Sunday, January 17, 2010

Standing for women. Never apologize.

We will not apologize for celebrating the lives of the vulnerable: of unborn children, disabled newborns, incapacitated adults. We will stand in solidarity with this mom and others like her. These mothers should not feel as if they have to justify their children's existence.



We will stand in solidarity with parents like these, who recognize that even a dying child has worth and dignity:



We will never treat them like abortion supporters do -- as if they need to apologize for their children's very existence.

We will stand in solidarity with women like Ashli, who deserve real medical care, not abandonment to the anguish of a dead child:



We will never concede that what these women and families endured is an acceptable price to pay for "choice". We will never join the abortion movement in abandoning demoralized women to the mercies of abortionists who stand to profit from their fear and despair.

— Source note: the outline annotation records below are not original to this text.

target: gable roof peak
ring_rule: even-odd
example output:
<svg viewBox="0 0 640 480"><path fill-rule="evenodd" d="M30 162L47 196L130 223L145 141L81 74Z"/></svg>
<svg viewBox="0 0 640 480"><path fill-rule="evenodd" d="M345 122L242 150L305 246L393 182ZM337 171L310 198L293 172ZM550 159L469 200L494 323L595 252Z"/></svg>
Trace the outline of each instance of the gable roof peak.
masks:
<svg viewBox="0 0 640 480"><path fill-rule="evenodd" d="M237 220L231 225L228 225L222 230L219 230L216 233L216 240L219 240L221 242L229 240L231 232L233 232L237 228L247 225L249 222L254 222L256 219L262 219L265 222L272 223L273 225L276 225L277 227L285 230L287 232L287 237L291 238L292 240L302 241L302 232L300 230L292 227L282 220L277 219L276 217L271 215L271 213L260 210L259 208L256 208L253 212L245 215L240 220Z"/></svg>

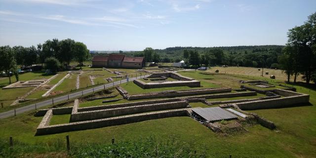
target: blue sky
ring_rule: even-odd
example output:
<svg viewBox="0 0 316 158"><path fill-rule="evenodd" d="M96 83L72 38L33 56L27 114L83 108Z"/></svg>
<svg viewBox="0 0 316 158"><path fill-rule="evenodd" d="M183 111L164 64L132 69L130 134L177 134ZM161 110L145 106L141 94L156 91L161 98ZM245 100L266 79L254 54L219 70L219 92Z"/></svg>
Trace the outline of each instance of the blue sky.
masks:
<svg viewBox="0 0 316 158"><path fill-rule="evenodd" d="M0 0L0 45L70 38L95 50L284 44L316 0Z"/></svg>

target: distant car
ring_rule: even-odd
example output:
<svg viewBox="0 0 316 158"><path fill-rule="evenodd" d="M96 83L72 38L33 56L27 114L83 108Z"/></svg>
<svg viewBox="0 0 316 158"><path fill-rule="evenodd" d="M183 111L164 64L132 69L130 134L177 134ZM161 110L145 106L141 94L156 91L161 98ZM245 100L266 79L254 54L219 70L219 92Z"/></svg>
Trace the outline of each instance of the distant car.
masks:
<svg viewBox="0 0 316 158"><path fill-rule="evenodd" d="M198 70L207 70L207 67L200 67L199 68L198 68Z"/></svg>

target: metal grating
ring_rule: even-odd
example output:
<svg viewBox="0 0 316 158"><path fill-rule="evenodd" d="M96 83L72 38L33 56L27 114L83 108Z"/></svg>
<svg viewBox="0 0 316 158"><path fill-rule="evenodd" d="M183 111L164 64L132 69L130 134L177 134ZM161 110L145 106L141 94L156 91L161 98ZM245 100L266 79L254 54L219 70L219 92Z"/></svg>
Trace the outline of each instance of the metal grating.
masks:
<svg viewBox="0 0 316 158"><path fill-rule="evenodd" d="M237 112L237 111L236 111L235 110L233 110L233 109L230 109L230 108L226 109L226 110L229 111L230 112L231 112L232 113L235 113L235 114L238 115L240 117L244 118L245 118L246 117L247 117L246 115L244 115L244 114L242 114L241 113L239 113L239 112Z"/></svg>
<svg viewBox="0 0 316 158"><path fill-rule="evenodd" d="M220 108L196 108L192 111L209 121L237 118L237 116Z"/></svg>

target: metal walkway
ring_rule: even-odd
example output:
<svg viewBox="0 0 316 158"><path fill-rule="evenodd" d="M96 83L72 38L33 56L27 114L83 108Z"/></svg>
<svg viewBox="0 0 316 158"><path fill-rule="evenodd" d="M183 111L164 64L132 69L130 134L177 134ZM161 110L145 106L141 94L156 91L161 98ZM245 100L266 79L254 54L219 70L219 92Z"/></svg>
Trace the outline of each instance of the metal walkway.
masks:
<svg viewBox="0 0 316 158"><path fill-rule="evenodd" d="M209 121L237 118L237 116L220 107L196 108L192 111Z"/></svg>

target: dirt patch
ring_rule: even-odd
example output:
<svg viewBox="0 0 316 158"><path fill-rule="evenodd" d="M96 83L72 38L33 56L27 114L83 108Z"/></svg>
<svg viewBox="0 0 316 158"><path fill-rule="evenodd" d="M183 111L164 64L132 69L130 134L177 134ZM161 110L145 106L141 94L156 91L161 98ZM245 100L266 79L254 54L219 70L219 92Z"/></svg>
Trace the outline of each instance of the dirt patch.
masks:
<svg viewBox="0 0 316 158"><path fill-rule="evenodd" d="M61 93L64 93L63 91L60 91L60 90L54 91L53 92L50 92L50 95L55 95L61 94Z"/></svg>

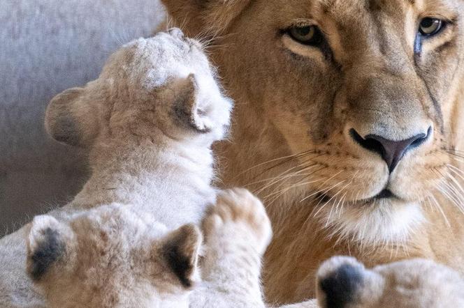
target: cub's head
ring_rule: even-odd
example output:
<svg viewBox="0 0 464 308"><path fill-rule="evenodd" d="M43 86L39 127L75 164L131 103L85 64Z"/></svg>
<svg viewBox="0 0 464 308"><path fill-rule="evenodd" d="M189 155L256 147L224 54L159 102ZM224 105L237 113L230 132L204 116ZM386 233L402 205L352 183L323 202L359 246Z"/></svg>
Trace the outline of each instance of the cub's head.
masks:
<svg viewBox="0 0 464 308"><path fill-rule="evenodd" d="M256 171L261 197L364 242L403 238L429 205L462 206L462 1L203 2L164 0L191 34L219 33L234 142L256 157L233 172Z"/></svg>
<svg viewBox="0 0 464 308"><path fill-rule="evenodd" d="M319 307L395 308L462 307L459 273L430 260L413 259L372 269L354 258L337 256L317 274Z"/></svg>
<svg viewBox="0 0 464 308"><path fill-rule="evenodd" d="M197 227L166 232L121 205L66 222L34 218L27 271L50 307L187 307L198 279Z"/></svg>
<svg viewBox="0 0 464 308"><path fill-rule="evenodd" d="M96 80L57 95L45 127L55 139L83 147L127 137L215 141L231 107L202 45L173 29L124 45Z"/></svg>

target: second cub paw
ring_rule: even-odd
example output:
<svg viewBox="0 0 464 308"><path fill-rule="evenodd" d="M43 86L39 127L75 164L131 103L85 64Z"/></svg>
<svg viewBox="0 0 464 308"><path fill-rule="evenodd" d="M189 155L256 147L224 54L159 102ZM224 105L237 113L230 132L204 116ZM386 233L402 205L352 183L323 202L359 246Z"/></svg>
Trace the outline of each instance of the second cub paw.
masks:
<svg viewBox="0 0 464 308"><path fill-rule="evenodd" d="M219 194L216 206L203 221L207 238L220 236L221 240L240 240L263 254L272 238L270 221L261 201L245 189L235 188Z"/></svg>

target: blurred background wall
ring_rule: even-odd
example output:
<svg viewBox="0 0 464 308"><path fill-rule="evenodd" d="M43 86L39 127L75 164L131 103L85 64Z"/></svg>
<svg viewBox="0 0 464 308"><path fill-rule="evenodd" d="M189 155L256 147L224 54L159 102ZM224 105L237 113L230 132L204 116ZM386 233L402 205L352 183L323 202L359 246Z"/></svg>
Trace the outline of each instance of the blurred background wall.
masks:
<svg viewBox="0 0 464 308"><path fill-rule="evenodd" d="M85 153L45 133L50 98L95 79L110 54L164 20L158 0L0 1L0 236L85 180Z"/></svg>

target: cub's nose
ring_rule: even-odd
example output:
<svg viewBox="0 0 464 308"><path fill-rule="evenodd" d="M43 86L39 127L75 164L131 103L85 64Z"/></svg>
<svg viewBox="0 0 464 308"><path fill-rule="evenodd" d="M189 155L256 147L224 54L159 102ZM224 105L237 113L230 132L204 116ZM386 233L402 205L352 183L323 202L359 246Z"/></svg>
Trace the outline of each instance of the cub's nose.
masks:
<svg viewBox="0 0 464 308"><path fill-rule="evenodd" d="M350 136L358 144L367 150L380 154L386 162L390 173L393 171L406 152L420 146L431 134L432 128L430 127L427 133L418 134L411 138L396 141L376 134L368 134L363 137L354 128L349 130Z"/></svg>
<svg viewBox="0 0 464 308"><path fill-rule="evenodd" d="M175 38L184 38L184 33L179 28L171 28L168 30L168 33Z"/></svg>

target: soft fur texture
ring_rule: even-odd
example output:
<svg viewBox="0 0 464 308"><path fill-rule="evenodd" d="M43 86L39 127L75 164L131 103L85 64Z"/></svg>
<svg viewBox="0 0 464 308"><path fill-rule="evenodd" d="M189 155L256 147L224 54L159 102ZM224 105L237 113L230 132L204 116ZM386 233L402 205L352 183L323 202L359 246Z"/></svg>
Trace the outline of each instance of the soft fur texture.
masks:
<svg viewBox="0 0 464 308"><path fill-rule="evenodd" d="M199 280L198 227L168 232L150 214L126 208L101 206L62 222L34 218L28 272L48 307L189 306Z"/></svg>
<svg viewBox="0 0 464 308"><path fill-rule="evenodd" d="M464 280L430 260L414 259L368 270L354 258L333 257L317 274L321 307L464 307Z"/></svg>
<svg viewBox="0 0 464 308"><path fill-rule="evenodd" d="M85 148L92 169L74 200L49 215L66 220L118 203L151 213L168 230L199 223L215 201L210 148L224 137L231 107L200 43L178 29L124 46L98 79L48 106L50 135ZM24 233L0 241L2 307L40 302L24 277Z"/></svg>
<svg viewBox="0 0 464 308"><path fill-rule="evenodd" d="M426 258L464 272L462 1L163 2L190 35L214 38L237 102L233 142L218 151L224 185L257 193L273 221L271 302L314 296L317 268L338 254L367 266ZM418 36L426 17L447 25ZM317 46L288 31L310 25L321 32ZM360 145L419 133L392 172ZM380 198L384 189L396 197Z"/></svg>
<svg viewBox="0 0 464 308"><path fill-rule="evenodd" d="M157 0L0 1L0 236L67 203L88 178L85 153L43 129L50 100L96 79L111 53L164 18Z"/></svg>

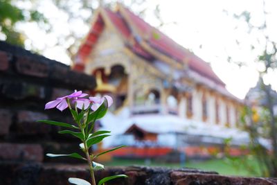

We will continue to be there, to fight for women like this young mother:



We will never join the abortion movement in accepting the abandonment of fragile infants to a lonely death. We will never waver in our determinate to provide them with the care they deserve.

We will never buy into the lie that legal abortion supposedly saves women's lives. We will not give in to those who hold women hostage to rhetoric, to those who insist that we must allow them to kill babies with medical instruments, lest they kill mothers with coathangers. Those who threaten to kill women if abortion is criminalized are killing them anyway, even as they've been given free rein to kill the children.



We will never embrace buying anything at the cost of mothers' tears and children's lives.

We're not going away. We won't capitulate to the idea that we have a right to reject people, sight unseen, based on the circumstances of their conception, around their health, around problems their mothers face. And we won't stop until every child is welcomed, and ever mother given the support and love she deserves.

8 comments:

L. said...

"And we won't stop until every child is welcomed, and every mother given the support and love she deserves."

And I won't stop until you keep your "love" off my body, thanks. The only "support" I need is my Plan B. ;)

L. said...

Actually, I came to your blog to catch up and say happy new year, but forgot -- I got distracted by a wave of overwhelming gratitude for my contraception!

All the best to you.

Ladybug said...

L.,
You may not feel that way, but there are thousands of pregnant women out there who lack the support or resources to be pregnant or carrying to term, despite a desire to otherwise, if not for a lack of resources or support. What's wrong with advocating for better resources (affordable prenatal care, day care, educational services, job placement services, housing, etc) for theses women? Do you feel your abortion rights are so threatened that you're willing to place protecting abortion rights over offering other options and real help to other women which ensures that they have a "choice" besides abortion?

Christina Dunigan said...

Happy New Year to you too, L! Welcome back!

I still wonder why the prochoice lobby, that is so adamant in fighting roadblocks to abortion, allows so many roadblocks to tubal ligation. I get many complaints from prochoice women who have multiple abortions because of paternalistic doctors who refuse them tubal ligations because they're too young, they haven't had enough children yet, they might regret it later, yada yada yada.

It seems to me that this would be pretty non-controversial. A tubal ligation is, after all, something that really does involve only the woman making a choice about her own body, and not also about the body of a new human organism. It gives the woman control of her reproductive life.

The lobbying efforts are all toward less reliable "prevention" and toward abortion. The resulting dynamic is of women who know they don't want children suffering one contraceptive failure after the other, enduring one abortion after the other, when it could all be prevented if women had as much of a right to control their reproductive destinies via tubal ligation as they do via abortion.

It's a puzzler.

L. said...

Rachel -- nothing wrong with advocating for better resources for those who seek them. But I used the first-person singular pronoun above for a reason! :)

Christina -- you and I have agreed on tubal ligations before. While we might disagree on what is right and wrong once a certain sperm meets a certain egg, we both think it's desirable in some situations that they never meet in the first place.

L. said...

Rachael -- sorry for spelling your name wrong above -- typo! Accidents happen.

Ladybug said...

:)

Tonal Bliss said...

L. "The only "support" I need is my Plan B.'

Although you may still need Plan C after Plan B has failed.